電子ブックリーダーは電子ブックが受け入れられない限りは本体の需要もない。かつてソニーやパナソニックが電子ブックリーダーを(それもかなり出来の良いのを)作っていたけど、事実上撤退状況にあるのは、結局のところコンテンツが充実しなかったからだ。
何故充実しない?これまた非常に単純な話で、出版側に電子ブック発売のメリットがないから。
何故出版側にメリットがない?それは勿論、電子ブック市場が極めて小さいから。
何故市場規模が小さい?誰も端末を持ってないから。
循環してしまったけど、新規市場というのは常にそういうものだ。そこを将来性を説きベンダーかき集めて魅力的な初期ラインナップ揃えてみせることで端末を売って市場を一気に拡げ、ベンダーの参入を促して市場を充実させることでまた端末の売り上げを伸ばす……常にそうやって回ってきたし、それができなかった機器は消えていった。
でもiPadは電子ブックリーダーじゃない。機能としては主力であるとしても、それ以外にも色々使える。ということは、純粋な電子ブックリーダーよりも端末としての普及率は高くなるだろうと予想できるということ。
専用の書籍販売システムが存在する前に潜在的な市場が膨らんじゃうわけで、これは格段に有利だ。まあ米国ではAmazonのkindleが先行しちゃってるので予断を許さないけど、日本ほかKindleが手をこまねいてる市場で言えば、「まだ市場はできてないけど本売りませんか」より「これだけの市場が既にあるんで本売りませんか」の方が説得力は段違いに上なわけで。
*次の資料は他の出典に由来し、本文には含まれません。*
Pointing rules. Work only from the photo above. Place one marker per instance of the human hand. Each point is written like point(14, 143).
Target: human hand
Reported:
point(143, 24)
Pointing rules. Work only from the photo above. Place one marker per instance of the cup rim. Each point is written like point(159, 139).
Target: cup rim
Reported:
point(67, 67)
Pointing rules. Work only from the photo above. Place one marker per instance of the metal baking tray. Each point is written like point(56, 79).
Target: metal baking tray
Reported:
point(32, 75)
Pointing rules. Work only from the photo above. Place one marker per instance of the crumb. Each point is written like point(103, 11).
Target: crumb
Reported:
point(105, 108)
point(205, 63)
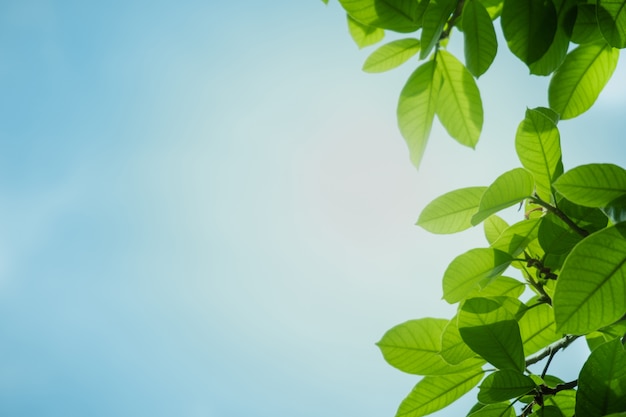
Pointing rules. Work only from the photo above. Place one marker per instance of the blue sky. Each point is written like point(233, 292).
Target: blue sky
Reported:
point(206, 208)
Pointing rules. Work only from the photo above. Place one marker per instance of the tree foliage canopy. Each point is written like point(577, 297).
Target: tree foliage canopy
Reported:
point(569, 249)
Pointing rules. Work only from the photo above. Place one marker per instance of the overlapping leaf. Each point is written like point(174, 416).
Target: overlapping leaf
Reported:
point(451, 212)
point(433, 393)
point(466, 271)
point(590, 290)
point(508, 189)
point(391, 55)
point(593, 185)
point(459, 106)
point(416, 108)
point(479, 36)
point(577, 84)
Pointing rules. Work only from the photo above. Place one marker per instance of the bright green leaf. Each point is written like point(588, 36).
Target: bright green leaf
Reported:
point(451, 212)
point(602, 381)
point(537, 328)
point(538, 147)
point(364, 35)
point(433, 393)
point(479, 36)
point(490, 330)
point(466, 271)
point(529, 27)
point(391, 55)
point(494, 226)
point(435, 17)
point(577, 84)
point(397, 15)
point(416, 108)
point(590, 290)
point(459, 106)
point(508, 189)
point(612, 21)
point(504, 385)
point(593, 185)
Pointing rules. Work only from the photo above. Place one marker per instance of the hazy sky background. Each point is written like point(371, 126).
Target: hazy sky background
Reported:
point(206, 208)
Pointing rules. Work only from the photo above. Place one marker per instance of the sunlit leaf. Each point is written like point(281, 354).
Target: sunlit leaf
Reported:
point(466, 271)
point(593, 185)
point(479, 36)
point(435, 17)
point(494, 226)
point(504, 385)
point(391, 55)
point(577, 84)
point(590, 290)
point(538, 147)
point(397, 15)
point(459, 106)
point(364, 35)
point(537, 328)
point(414, 347)
point(433, 393)
point(490, 330)
point(416, 108)
point(451, 212)
point(529, 27)
point(602, 381)
point(612, 21)
point(508, 189)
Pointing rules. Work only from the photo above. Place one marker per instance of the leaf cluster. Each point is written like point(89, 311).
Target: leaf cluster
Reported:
point(568, 251)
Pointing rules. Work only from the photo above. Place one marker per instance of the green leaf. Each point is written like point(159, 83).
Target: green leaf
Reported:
point(593, 185)
point(459, 106)
point(529, 27)
point(364, 35)
point(416, 108)
point(433, 393)
point(490, 330)
point(577, 84)
point(479, 36)
point(414, 347)
point(612, 21)
point(602, 381)
point(589, 293)
point(495, 410)
point(451, 212)
point(516, 238)
point(397, 15)
point(435, 17)
point(538, 147)
point(504, 385)
point(494, 226)
point(586, 29)
point(538, 329)
point(508, 189)
point(466, 271)
point(391, 55)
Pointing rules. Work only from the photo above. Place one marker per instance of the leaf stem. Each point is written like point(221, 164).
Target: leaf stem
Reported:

ところで日本で今までに電子ブック市場がそういう風に形成できなかった理由は、たぶん主として出版取次という制度にあるんだろうと思う。たった2社しかない取次が一度本を「買い上げ」て、それを書店に卸して、書店から返本が来た分だけ出版社に戻して、「買い戻」させる仕組み。これは売り上げが立つ前に資金が回収できるベネフィットと、手元に資金がない時に買戻金が発生するリスクがセットになってて、出版社はこの構造から逃れられずにいる。資金を作るために本を刷り、その本の戻りを相殺するためにまた本を刷るような自転車操業が実際に行なわれているらしい。
その潜在的な負債をどう処理するかという問題はあるのだけれど、今や全国への一挙流通を担うAmazonと、今後訪れるKindle/iBookストアによって出版社は取次をすっ飛ばして書籍流通させることが可能になりつつある。取次がなくなればその分だけ取り分も増えるというもの、これはこれで悪い話じゃない。勿論全国の書店への流通網をどうするかという問題は暫く残るから紙書籍まで取次なしとは行かないかも知れないけれど、少なくともそういう枠組みに一切縛られないiBookストアはかなり身軽に動けるだろうと思う。
とは言え、電子書籍が本格的に普及するかどうかの半分は「実際の書籍同様に扱えるかどうか」にかかってくる。数百ページもの小説をパソコンの画面で読む気になるかどうか。それには文字の視認性が大きく関ってくるわけだけど、その点では紙同様の反射型であるe-ink採用のkindleの方が有利だ。でも、どちらにしても未だ印刷物の解像度の半分にも満たないから細かいところが良く見えない問題は残ってる。その辺は将来的な性能向上に期待。